To mitigate it I think we need to expand, sadly bleh the stablecoin on bitcoin on ramps be that Liquids stablecoin swaps into Lightning, having Taro create backed stablecoins on lightning, USDT on lightning with Omnibolt, so that people can create their own markets to trade between the two assets and expand the DEFI/P2P trading keeping capital in house, and reducing the KYC/centralized onramp exposure

I also think there is a centralising risk of nodes and node implementation, most normies are running umbrels, but I'd like to see more competition for nodes in the space, like embassy etc. I'd also like to see encouragement for people to run pruned nodes which may be less resource-intensive so we can get more nodes online

I'd say mining also continues to centralise but since it's becoming such a resource intensive industry its more about countries getting involved now

I'd like to see more people run Citadel nodes too.

It has the same underlying foundations as Umbrel

(source: I built a lot of this, including Umbrel and was involved in a lot of the early development of it from 2018)

I have not tried citadel yet, but I've seen a few people promoting it, when I get around to it i will try to set up another node with citadel and see how it goes

Bitcoin core developers. So far so good, but I for one must trust them regarding the code, because I don't have the coding skills, knowledge, or intellect to verify what they are doing on my own. No one is to blame. It's just the way it is.

The Bitcoin-core project on Github.

I don't think centralization is always a bad thing. I don't see a problem with it as long there are incentives to keep Bitcoin and Lightning network safe. The best way to decentralize is running nodes, offer niche services and being vocal about what you like about Bitcoin. You might not be correct, but you'll make a case for the people to decide by themselves...

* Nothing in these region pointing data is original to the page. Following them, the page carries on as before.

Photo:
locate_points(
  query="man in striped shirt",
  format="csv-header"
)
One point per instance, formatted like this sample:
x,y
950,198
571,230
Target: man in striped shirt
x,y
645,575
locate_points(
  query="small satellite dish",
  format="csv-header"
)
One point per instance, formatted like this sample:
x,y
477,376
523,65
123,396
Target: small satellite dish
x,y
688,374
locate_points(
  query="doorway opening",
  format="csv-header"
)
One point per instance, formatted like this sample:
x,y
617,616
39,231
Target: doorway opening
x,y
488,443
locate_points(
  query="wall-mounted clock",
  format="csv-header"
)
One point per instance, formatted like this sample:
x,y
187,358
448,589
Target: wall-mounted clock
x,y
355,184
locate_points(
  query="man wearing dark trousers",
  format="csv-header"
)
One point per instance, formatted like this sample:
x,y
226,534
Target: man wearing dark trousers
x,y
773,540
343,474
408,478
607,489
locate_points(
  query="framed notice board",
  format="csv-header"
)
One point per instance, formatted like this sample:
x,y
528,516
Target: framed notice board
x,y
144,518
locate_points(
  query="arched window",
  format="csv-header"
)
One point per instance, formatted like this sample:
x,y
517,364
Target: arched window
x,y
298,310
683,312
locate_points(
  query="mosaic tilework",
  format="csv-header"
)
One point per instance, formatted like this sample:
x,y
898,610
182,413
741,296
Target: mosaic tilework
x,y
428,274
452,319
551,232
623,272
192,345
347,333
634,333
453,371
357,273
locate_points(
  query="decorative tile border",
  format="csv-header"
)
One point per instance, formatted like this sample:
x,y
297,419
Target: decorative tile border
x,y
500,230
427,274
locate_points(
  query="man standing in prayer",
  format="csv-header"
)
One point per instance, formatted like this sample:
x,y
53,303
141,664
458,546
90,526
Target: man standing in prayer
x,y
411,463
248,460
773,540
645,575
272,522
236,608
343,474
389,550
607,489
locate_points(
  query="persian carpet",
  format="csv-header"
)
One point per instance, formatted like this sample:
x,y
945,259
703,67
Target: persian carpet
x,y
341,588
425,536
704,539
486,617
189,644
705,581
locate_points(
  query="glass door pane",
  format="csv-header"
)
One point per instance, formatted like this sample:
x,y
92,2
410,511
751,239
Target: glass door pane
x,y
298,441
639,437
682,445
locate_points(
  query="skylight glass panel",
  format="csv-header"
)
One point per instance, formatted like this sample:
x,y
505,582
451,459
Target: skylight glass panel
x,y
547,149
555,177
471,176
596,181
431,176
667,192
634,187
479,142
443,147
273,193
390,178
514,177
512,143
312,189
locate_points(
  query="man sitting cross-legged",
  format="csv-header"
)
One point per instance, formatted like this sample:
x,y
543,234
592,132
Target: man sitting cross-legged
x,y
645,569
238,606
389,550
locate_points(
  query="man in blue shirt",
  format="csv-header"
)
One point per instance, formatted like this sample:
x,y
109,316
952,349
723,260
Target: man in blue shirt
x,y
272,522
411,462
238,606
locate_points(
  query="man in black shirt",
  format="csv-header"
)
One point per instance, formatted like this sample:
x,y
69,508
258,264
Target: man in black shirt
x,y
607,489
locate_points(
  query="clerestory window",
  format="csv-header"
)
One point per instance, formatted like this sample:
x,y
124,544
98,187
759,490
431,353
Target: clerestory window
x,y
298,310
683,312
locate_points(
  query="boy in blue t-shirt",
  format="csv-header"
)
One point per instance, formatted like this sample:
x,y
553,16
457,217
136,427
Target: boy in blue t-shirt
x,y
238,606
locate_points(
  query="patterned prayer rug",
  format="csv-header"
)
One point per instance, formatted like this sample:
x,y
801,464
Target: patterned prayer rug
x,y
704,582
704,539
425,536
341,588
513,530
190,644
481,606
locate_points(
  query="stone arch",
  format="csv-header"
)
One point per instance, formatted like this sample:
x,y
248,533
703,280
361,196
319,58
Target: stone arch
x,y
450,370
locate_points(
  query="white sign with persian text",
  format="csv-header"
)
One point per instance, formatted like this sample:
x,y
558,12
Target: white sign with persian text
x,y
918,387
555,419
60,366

If BTC keeps falling against USD, then nodes need to put more and more BTC on chain to route fees. It seems big hubs will only get larger, while small hubs will continue fall out.

I also never quite understood the defense against centralization of mining pool and how it isn't a problem. If it continues to be survival for the fittest then it is build to centralized.

Mining pool centralized on cheap energy, which by itself is decentralized. Especially when renewable getting more popular, they need to dump that energy somewhere during non-peak hour.

Depending on how big the security budget is. If you only need 50mw to be 51% of the hashrate then that can be accomplished in a single area :) but if you need 5000mw you may have to spread out a bit

True but also, small nodes can also buy more sats per dollar too.

Cheaper sats, means its cheaper to accumulate more and also open more channels.

But isn't that also the same, only the more wealthy can operate and sustain a node with better liquidity depending on the market price.

bear markets will create more wealthy people.

Lack of education and decline in IQ. IQ is formed before ppl hit school.

Probably some system like ChainAnchor that aims to turn BTC into a centralized, permissioned system. Note that the ChainAnchor team has stated that they don't plan to actually do this, but it's up to you to decide whether to believe them.